Interpretation – split decision on meaning of “so far as possible” in document regulating realization and the payment of assets in informal winding up
The “Security Trust Deed” of a “Structured Investment Vehicle” provided that during the realization period the security trustee should “so far as possible” discharge on the due dates therefor any short term liabilities falling due for payment during such period, using cash or other realizable or maturing assets of the issuer (the SIV).
A single short term liability which became due during the realization period exceeded all realizable assets.
Literal application of the quoted provision would result in one secured creditor being paid in full and all the other (substantial) secured creditors receiving nothing.
The most prominent interpretations were:-
- the literal interpretation;
- that the directive to pay short term liabilities when they fell due, qualified by the expression “so far as possible”, meant taking into account the imperative found elsewhere in the document to share the assets among the creditors, pro rata.
Sales J (at first instance), Lloyd and Rimer LJJ in the Court of Appeal and Lord Walker in the Supreme Court favoured the literal interpretation.
Lord Neuberger in the Court of Appeal and Lords Mance, Hope, Scott and Collins in the Supreme Court favoured the second approach.
The division between the judges followed a similar pattern to that in Chartbrook v Persimmon: a literal approach adopted by the judge at first instance; his judgment confirmed in the Court of Appeal but with a strong dissent then adopted by the majority in the House of Lords/Supreme Court.

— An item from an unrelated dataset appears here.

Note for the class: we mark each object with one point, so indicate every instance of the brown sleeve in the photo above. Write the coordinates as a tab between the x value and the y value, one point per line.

The following illuminating passages appear in the judgment of Lord Neuberger:-
“98 Taking the provision on its own, there is considerable attraction in the judge’s view that the more natural meaning of the phrase is meaning (a) or (b). However, the provision must, of course, be construed not merely by reference to the language used, but also in its documentary and commercial contexts. Ms Prevezer Q.C., for party D, suggested that it was illegitimate to start by considering the effect of the language of the provision on its own. However, while one is seeking to interpret the document as a whole, the ultimate issue between the parties turns on the meaning of the provision, and, in order to resolve the issue, the reasoning and analysis have to start somewhere. The natural, indeed, I would have thought, the inevitable, point of departure is the language of the provision itself. However, where the interpretation of a word or phrase is in dispute, the resolution of that dispute will normally involve something of an *418 iterative process, namely checking each of the rival meanings against the other provisions of the document and investigating its commercial consequences.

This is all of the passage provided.